If somebody could only increase the economic impact of Halloween, who knows, it just might overtake Christmas!


Janis Williams said...

I might beg to differ on the religious significance of Halloween. Certainly there are multiple thousands who see the day only as a fun time for eating too much sugar, and dressing in costumes from funny to scary. There are, however, many of the new pagans for whom this day becomes one in a series of non-Church (or anti-Church) days of observance/celebration.

Also, economically, if Amazon and other retailers could work to make Halloween the day we exchange gifts by running huge sales, it might overthrow Christmas (at least the ‘secular’ version of it).
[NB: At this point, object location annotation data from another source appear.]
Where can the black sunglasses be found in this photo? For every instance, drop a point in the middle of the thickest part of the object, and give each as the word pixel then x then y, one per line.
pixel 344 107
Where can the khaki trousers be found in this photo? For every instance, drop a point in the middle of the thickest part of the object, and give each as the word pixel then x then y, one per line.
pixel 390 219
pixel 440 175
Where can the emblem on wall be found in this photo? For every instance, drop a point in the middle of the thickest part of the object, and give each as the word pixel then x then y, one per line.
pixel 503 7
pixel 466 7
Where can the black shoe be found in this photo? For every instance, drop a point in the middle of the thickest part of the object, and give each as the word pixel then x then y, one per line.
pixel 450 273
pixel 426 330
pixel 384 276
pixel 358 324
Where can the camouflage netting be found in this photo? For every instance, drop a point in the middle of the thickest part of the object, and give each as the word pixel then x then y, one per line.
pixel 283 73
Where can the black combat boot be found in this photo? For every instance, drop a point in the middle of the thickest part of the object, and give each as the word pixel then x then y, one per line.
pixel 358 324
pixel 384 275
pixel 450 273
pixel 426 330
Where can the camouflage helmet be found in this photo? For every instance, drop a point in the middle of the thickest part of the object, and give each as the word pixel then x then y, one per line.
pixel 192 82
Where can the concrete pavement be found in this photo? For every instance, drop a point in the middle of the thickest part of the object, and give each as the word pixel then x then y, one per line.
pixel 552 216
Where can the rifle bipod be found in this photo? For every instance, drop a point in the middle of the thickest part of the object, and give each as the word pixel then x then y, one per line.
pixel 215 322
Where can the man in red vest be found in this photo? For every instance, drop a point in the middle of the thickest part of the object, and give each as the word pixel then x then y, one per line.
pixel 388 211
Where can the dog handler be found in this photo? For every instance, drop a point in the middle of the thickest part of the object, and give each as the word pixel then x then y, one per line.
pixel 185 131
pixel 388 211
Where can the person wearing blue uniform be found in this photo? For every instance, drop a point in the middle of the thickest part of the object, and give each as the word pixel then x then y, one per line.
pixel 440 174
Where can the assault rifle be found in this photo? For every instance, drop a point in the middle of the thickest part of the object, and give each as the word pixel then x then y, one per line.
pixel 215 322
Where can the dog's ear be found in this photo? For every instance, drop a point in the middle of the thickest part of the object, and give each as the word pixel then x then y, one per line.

John Joseph Flanagan said...

Pastor, Halloween is a "holiday" we should skip as Christians, just as we should avoid becoming too much like the world in our pursuits and interests. Being in the world but not of the world is Christ's warning to us, lest our hearts stray from the narrow path. I have found many Christians today do not take seriously what being a believer entails. It means not isolation from the world, but separation from those things, those ungodly practices and values which the world embraces, We should not be disengaged from the world, but as we are full time ambassadors for Christ, we need to cultivate wisdom in our approach to it.

Anonymous said...

A Festivus for the rest of us!

Anonymous said...

Hey,I know! Let’s have a holiday where we celebrate ghoulishness, death, and decay, and every phobia that can be imagined. What a concept! I like it! This makes perfect sense maybe to Stephen King.

Carl Vehse said...

"Why we cannot even celebrate Columbus Day anymore without offending someone!"

Like..... well..... the Missouri Synod... back in 1914.

Excerpted from The Lutheran Witness, Vol. 33, 1914, pp. 93-4:

Official Text of Resolutions
Adopted by the German Evangelical Lutheran Synod of Missouri, Ohio, and Other States, May 16, 1914, at Chicago, Ill.

WHEREAS the Roman Catholic hierarchy strives to influence and control the government of our country in its own interests, in violation of the fundamental principle of the Constitution regarding the separation of Church and State, thus endangering religious and political liberty;

WHEREAS this religio-political power has succeeded in inducing our presidents to recognize and honor in an official capacity the Roman mass (for instance, on Thanksgiving Day);

WHEREAS recently, through Roman intrigues, the Congress of the United States has been petitioned to make Columbus (Discovery) Day, October 12, a national legal holiday; and since this request is the more impudent as until now not one historically important day, not even Independence Day, July 4, has been made a national legal holiday; and

WHEREAS every patriotic citizen feels deeply hurt by such occurrences;

Be it therefore resolved,-

1) That Synod present a protest to the President of the United States against his official participation in the Roman mass;

2. That Synod send a protest to the Congress of the United States against making the so-called Columbus Day a national legal holiday;

3) That the President of our Synod be authorized and instructed to enter a protest in our name with the President of the United States whenever similar endeavors to mix Church and State come to light.
R[ichard Daniel] Biedermann [Secretary, LCMS, 1905-1920].

Actually, in June 28, 1870, Congress created four federal holidays: New Year's Day, Independence Day, Thanksgiving Day, and Christmas Day. Other federal holidays have been added over the years since then, including Columbus Day in 1937.